Star Bharat’s new show, Chandrashekhar, is about the complete life of the great Indian revolutionary Chandra Shekhar Azad, who was gunned down by the police in 1931, at a very young age of 24. This Anirudh Pathak (Mahkumbh and Prithvi Vallabh) show is divided into three parts – the child Chandrashekhar, followed by the teenaged Azad, and finally the mature freedom fighter.
To start with, we were impressed by the title montage– the classy sketching and the background score give you a zing and you are kind of hooked to find out more.
The initial episodes are obviously meant to establish the foundations of Azad, (as Chandrashekhar Azad was later known). Kid Chandra, essayed by Ayaan Zubair Rahmani, befriends Bhil tribals. The rest of the village ridicules this deprived section of society. Village women scare Chandra’s mother (Sneha Wagh) that he might end up eating meat in their company, thereby polluting himself.
His setting on fire, the clothes of British loyalist Patwari, who insults his tribal friends and troubles the villagers, at an early age, clearly shows the spark in him. Ideally, political revolution should take place along with social reforms, but alas, we are still deeply prejudiced towards the weaker sections of society, even 70 years post-independence. Hope this show can help create awareness that we all Indians are one; that will be a proper memorial to these greats who laid down their lives for the tricolor.
The brutal torture and child slavery that the British subject the tribals to, set the stage for the evolution of the krantikari Azad. He takes part in anti-Brit activity, even as a child (helping to save his friends from forced labour).
Chandra is greatly influenced by this teacher Manohar, who, interestingly, is Gandhian, and we all know what path Chandrashekhar finally followed.
Sneha is doing a good job as the loving mother. The scene where she refuses to talk to him as
punishment for meeting the Bhil was emotional. The pain in her eyes was visible. Poor thing seems to be typecast as the mother or bhabhi. We wonder if a bold web series can help break that notion. Chandra’s father, essayed by Satyajit Sharma is apt as someone who just wants to keep his son out of harm’s way. He even destroys evidence linking Chandra to the attack on a British officer.
Ayaan is doing a good job as kid Chandra, bringing out all the required emotions. Chandra was always brave; no wonder, he dealt with the reptile which entered the house. He later throws a false snake at his mother to break the ice with her.
The makers of this period drama have taken great care to really take us back to early 1900s’ Indian village life, complete with rural costumes and diction. The setting of the show also blends perfectly with the interiors of the Hindi heartland which Star Bharat wants to target.

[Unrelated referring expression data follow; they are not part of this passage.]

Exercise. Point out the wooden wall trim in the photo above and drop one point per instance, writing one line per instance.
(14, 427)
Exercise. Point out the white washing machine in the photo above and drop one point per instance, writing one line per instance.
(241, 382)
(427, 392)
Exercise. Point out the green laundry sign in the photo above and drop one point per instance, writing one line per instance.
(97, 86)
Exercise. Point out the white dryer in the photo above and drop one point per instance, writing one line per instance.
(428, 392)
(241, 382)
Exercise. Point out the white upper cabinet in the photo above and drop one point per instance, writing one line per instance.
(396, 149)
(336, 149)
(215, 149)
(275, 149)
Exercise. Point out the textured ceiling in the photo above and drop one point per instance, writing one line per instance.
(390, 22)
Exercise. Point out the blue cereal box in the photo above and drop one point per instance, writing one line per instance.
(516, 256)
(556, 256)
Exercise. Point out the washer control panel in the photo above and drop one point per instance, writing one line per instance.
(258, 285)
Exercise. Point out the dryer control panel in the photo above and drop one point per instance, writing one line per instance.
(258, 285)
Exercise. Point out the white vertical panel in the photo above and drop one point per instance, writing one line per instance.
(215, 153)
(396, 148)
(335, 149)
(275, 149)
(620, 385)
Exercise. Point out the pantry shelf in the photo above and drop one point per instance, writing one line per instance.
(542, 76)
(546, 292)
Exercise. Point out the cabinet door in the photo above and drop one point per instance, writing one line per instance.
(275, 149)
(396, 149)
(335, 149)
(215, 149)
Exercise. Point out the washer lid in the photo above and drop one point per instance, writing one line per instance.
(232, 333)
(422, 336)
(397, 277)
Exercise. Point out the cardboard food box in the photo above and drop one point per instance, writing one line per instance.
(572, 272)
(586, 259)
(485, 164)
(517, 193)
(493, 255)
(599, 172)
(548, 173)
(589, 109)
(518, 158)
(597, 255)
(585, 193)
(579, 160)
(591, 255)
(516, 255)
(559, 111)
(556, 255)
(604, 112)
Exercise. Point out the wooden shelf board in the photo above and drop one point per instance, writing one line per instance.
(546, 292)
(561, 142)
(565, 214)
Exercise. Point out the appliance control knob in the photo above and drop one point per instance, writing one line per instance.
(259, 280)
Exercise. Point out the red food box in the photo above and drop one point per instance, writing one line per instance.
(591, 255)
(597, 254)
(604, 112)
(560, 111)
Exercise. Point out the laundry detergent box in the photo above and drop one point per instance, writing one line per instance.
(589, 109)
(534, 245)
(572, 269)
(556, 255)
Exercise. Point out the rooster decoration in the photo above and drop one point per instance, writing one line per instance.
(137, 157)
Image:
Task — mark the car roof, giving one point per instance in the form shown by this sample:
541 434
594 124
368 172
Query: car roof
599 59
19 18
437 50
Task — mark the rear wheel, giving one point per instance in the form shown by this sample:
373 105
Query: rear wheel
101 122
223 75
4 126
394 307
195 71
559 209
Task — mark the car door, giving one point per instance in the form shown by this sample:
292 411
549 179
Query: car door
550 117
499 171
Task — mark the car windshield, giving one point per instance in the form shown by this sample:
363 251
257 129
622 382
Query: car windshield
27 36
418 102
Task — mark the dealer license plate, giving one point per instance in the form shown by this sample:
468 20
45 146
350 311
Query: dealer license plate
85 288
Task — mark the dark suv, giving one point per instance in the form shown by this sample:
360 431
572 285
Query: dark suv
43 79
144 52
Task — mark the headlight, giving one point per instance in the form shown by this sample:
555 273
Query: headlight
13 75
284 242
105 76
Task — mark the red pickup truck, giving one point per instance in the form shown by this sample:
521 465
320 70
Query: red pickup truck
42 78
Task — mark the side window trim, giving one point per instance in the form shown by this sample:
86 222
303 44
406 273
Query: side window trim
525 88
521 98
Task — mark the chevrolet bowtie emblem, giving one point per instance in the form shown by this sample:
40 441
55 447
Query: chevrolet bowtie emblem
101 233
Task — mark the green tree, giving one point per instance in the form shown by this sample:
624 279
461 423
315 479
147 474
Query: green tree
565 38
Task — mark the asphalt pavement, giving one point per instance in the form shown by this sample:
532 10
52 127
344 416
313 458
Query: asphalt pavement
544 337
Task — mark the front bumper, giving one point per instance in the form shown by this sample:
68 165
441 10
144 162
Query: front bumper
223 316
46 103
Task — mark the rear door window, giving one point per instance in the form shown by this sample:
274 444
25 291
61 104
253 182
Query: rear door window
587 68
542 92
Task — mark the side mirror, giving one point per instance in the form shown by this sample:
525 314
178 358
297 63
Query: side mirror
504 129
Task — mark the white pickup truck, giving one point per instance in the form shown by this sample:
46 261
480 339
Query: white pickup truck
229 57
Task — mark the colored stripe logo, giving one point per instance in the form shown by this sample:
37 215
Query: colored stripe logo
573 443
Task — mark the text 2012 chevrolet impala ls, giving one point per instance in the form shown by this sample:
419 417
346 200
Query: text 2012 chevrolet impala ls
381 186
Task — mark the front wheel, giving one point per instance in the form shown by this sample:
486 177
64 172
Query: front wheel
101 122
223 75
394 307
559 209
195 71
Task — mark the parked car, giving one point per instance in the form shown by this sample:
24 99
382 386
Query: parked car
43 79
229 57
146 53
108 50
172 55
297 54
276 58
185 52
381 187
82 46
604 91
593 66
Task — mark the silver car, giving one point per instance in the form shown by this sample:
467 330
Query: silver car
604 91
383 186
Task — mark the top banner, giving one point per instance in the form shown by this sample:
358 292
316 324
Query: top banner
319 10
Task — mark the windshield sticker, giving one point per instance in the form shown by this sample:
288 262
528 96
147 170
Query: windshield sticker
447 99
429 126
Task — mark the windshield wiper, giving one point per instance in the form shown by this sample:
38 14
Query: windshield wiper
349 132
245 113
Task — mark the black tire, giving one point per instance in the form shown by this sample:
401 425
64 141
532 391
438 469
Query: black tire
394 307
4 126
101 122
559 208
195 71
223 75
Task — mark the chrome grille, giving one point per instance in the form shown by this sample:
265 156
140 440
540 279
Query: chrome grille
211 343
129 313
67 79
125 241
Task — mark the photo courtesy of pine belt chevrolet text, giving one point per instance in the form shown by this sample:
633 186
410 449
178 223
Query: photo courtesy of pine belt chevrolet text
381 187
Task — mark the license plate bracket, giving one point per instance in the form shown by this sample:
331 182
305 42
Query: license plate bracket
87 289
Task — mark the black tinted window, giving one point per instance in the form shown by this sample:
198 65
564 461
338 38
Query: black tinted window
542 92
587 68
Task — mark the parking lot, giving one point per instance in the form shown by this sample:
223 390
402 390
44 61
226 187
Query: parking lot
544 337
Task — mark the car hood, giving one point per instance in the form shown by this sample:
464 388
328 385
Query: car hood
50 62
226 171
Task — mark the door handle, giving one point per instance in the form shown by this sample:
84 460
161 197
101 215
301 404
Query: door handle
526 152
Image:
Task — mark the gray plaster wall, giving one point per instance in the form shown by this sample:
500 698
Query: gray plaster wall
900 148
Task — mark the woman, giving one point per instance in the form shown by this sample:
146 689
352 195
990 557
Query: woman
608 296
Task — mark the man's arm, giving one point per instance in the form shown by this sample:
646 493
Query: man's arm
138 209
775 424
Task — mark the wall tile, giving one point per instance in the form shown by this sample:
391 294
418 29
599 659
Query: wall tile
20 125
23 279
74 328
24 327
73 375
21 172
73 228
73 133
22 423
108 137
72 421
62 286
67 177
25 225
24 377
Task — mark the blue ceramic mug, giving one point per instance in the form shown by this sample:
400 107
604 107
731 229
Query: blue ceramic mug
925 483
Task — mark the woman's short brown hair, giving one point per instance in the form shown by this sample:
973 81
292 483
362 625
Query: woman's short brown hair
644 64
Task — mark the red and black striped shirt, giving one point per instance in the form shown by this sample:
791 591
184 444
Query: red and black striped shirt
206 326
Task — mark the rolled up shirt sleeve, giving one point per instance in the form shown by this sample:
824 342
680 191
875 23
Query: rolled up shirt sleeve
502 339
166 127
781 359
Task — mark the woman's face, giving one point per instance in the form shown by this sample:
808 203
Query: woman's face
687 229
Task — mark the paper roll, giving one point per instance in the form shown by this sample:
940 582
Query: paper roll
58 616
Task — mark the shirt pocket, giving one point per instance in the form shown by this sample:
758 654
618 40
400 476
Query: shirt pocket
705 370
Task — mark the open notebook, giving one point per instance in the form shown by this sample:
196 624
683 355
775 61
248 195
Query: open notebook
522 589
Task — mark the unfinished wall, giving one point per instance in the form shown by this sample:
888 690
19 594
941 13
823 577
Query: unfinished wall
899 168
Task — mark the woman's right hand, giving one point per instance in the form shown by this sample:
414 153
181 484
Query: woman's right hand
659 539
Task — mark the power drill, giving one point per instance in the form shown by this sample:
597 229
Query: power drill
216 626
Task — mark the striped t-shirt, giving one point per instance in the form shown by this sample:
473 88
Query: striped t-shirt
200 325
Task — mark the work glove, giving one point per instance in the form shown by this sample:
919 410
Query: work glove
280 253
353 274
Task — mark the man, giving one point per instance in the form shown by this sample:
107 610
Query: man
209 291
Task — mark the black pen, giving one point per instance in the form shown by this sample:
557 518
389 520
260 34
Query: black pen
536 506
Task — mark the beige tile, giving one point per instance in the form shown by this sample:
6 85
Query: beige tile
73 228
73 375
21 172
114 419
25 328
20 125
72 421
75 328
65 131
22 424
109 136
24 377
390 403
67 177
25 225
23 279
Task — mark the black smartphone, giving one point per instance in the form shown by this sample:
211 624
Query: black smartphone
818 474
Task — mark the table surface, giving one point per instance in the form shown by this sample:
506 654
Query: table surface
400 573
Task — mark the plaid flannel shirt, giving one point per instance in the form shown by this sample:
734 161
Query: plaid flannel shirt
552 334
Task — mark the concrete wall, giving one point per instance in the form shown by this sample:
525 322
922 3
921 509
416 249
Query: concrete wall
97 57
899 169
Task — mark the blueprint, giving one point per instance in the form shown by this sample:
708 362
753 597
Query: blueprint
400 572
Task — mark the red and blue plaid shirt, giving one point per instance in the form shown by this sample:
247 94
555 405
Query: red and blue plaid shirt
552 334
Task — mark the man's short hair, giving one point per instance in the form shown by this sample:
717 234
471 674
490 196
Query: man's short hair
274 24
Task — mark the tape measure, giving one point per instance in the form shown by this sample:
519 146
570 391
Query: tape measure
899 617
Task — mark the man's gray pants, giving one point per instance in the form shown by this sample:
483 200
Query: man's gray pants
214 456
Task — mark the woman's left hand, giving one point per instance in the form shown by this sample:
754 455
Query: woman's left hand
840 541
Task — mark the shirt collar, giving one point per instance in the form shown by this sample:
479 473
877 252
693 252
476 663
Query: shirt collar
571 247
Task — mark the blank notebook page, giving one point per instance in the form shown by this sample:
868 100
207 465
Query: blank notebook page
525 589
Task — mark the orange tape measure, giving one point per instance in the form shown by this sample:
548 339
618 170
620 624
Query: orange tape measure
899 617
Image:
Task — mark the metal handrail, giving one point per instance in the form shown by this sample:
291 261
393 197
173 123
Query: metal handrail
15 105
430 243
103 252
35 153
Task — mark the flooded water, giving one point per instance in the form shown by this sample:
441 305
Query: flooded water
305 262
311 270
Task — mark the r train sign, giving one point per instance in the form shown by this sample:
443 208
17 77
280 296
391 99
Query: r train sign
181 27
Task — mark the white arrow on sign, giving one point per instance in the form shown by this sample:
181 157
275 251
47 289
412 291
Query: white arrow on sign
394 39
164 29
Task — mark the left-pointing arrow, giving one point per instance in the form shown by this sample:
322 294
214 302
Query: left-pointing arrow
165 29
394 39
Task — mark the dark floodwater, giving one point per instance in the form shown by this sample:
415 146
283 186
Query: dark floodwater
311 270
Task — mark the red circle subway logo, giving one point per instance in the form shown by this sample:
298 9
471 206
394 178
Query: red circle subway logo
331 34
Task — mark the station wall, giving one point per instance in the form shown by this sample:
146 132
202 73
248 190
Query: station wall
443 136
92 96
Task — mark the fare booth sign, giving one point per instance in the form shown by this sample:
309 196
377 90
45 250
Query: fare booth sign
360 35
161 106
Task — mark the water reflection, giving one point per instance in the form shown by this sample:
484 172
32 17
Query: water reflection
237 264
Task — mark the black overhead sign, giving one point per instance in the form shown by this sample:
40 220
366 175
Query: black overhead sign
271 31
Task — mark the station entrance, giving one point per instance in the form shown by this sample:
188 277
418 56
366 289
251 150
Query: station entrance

We wonder how much of Chandra’s childhood, currently being shown, is real and how much is creatively added, to make a longer story. The revolutionary part will obviously be limited.
Our only fear is that if ratings come, will the childhood part be extended indefinitely, like Hanuman, on Sony? If that happens, it will not be a good tribute to the original story and the poor actors who have chosen to play the older roles.
The biggest challenge to the show is its genre. TV hardly has patriotic shows. Agreed, we have had many historicals, but very few deal with the British period. You cannot compare medieval/ancient time stories to British India, as its politics is much more relevant today. The last revolutionary show we remember was Yudh, on DD, many years back.
And sadly, today youth is not really interested in patriotism, and as far as core GEC audiences go, they still prefer family dramas. Hope if ratings don’t come, they don’t have to resort to saas-bahu antics, here as well.
IWMBuzz.com credits 3 out of 5 stars to Chandrashekar Azad on Star Bharat.